Может ли он вспомнить что-нибудь о литинститутском образе жизни? «Очень часто мои ученики попадали в какие-то истории, какие-то пьянки, их выгоняли, я ходил к ректору, хлопотал за них. У меня было ощущение гнездовья, куда я отложил много яиц, из которых вылупилось много птенцов. У меня были сердечные отношения, молодая аудитория. К сожалению, как ни странно, эти люди не состоялись. Из моих семинаристов пробилась только одна Света Василенко. Как всегда с зернами — одно падает на камень, другое склевывает птица. Видимо, очень большой в природе отбор среди художников. Много званых, но мало избранных. Быть художником — это марафон. Вбрасывается огромное количество людей, и на разных этапах происходит непрерывный отсев. В моем поколении мало людей бегут со мной рядом. Хотя, может быть, я лежу на канапе, а дорожка бежит. Представляете? Четырехногое канапе! Иноходью. А я, как Артем Троицкий, лежу и курю кальян».
— В поздних романах вы утверждаете, что приход Андропова был победой кагэбистского клана над партийным. Вы уже тогда понимали подоплеку этой борьбы внутри советских элит?

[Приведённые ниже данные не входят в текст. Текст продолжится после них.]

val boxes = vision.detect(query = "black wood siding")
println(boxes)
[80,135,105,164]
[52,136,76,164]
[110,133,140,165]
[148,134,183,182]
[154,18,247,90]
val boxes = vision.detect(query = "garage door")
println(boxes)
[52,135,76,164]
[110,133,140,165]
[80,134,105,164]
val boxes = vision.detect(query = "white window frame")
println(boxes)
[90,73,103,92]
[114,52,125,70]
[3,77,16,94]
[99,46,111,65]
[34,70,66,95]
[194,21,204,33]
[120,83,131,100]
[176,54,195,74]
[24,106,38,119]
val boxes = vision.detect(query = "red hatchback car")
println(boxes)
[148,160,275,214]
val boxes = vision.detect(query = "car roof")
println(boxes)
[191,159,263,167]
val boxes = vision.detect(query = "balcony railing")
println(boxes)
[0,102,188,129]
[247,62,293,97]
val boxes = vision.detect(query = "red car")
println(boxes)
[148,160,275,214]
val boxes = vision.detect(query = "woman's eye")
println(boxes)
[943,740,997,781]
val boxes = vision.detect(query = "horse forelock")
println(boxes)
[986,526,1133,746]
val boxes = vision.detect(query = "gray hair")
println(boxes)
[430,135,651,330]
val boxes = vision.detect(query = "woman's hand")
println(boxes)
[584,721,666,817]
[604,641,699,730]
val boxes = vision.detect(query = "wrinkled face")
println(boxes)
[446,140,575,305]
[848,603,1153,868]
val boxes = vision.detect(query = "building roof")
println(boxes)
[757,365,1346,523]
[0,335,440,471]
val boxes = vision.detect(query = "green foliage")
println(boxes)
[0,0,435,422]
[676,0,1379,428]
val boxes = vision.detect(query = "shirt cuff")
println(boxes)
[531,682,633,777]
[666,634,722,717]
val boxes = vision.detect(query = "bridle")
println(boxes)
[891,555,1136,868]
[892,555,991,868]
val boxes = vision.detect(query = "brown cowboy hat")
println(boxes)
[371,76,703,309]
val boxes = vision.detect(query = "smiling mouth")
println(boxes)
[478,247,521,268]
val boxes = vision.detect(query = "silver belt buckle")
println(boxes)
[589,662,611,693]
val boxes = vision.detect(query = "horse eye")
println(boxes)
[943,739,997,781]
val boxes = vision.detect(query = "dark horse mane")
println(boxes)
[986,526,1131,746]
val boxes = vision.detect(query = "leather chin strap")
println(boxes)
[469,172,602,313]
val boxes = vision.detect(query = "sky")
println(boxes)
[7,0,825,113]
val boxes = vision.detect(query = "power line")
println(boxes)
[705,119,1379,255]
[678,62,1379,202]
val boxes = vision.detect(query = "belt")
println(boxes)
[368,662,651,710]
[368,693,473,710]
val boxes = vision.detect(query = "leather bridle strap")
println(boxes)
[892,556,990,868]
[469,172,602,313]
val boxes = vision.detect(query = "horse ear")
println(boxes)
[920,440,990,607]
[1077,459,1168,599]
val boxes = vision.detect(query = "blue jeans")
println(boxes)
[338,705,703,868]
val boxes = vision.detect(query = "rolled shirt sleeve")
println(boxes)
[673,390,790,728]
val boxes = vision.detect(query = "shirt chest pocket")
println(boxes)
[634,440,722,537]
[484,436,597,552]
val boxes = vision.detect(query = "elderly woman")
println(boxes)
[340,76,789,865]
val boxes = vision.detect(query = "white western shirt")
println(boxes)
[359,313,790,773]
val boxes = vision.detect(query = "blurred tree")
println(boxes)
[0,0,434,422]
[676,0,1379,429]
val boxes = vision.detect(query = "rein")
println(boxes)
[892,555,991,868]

— Я не мог ее не понимать, потому что находился в кругу политиков, военных, ЦК, разведчиков. Я понимал, что приход Андропова в Кремль — это огромная победа разведчиков, КГБ. Уже тогда складывался миф об Андропове. Говорили, что все эти годы, проведенные на посту КГБ, он очень много читал, много времени посвятил изучению истории, и его приход должен привнести в этот застойный, тухлый, мистически неоформленный организм динамику, все ждали открытия. Но вместо открытия начались эти дисциплинарные штучки — отлов пьяниц, тунеядцев, дурь такая, — и потом очень быстрая смерть. Геронтократическая репутация Кремля только усилилась. А при назначении Черненко все поняли, что речь идет о каком-то глубинном маразме. И приход Горбачева все восприняли с огромным энтузиазмом, пока мы все, и я в том числе, не почувствовали обвальные тенденции. Они были в основном связаны с тем, что потом называлось потерей управляемости.
— Когда вы почувствовали, что страна захлебывается?
— Окончательно — когда войска стали выводить из Афганистана, году в восемьдесят шестом. До этого тоже были симптомы. Чернобыль и Афган — два крупных поражения — были началом конца, но ни они, ни травля, которая вокруг меня развернулась, не вызвали у меня ощущение катастрофы. Я почувствовал катастрофу, когда возник Карабах, когда начался демонтаж политических структур, когда открыто зашла речь о трансформации системы. Государство настолько одряхлело и настолько наполнилось суицидальными тенденциями, что оно само стало отгладывать от себя куски — то лодыжку, то ягодицу — и выплевывать, выхаркивать в народ, и народ доедал эти жеваные куски.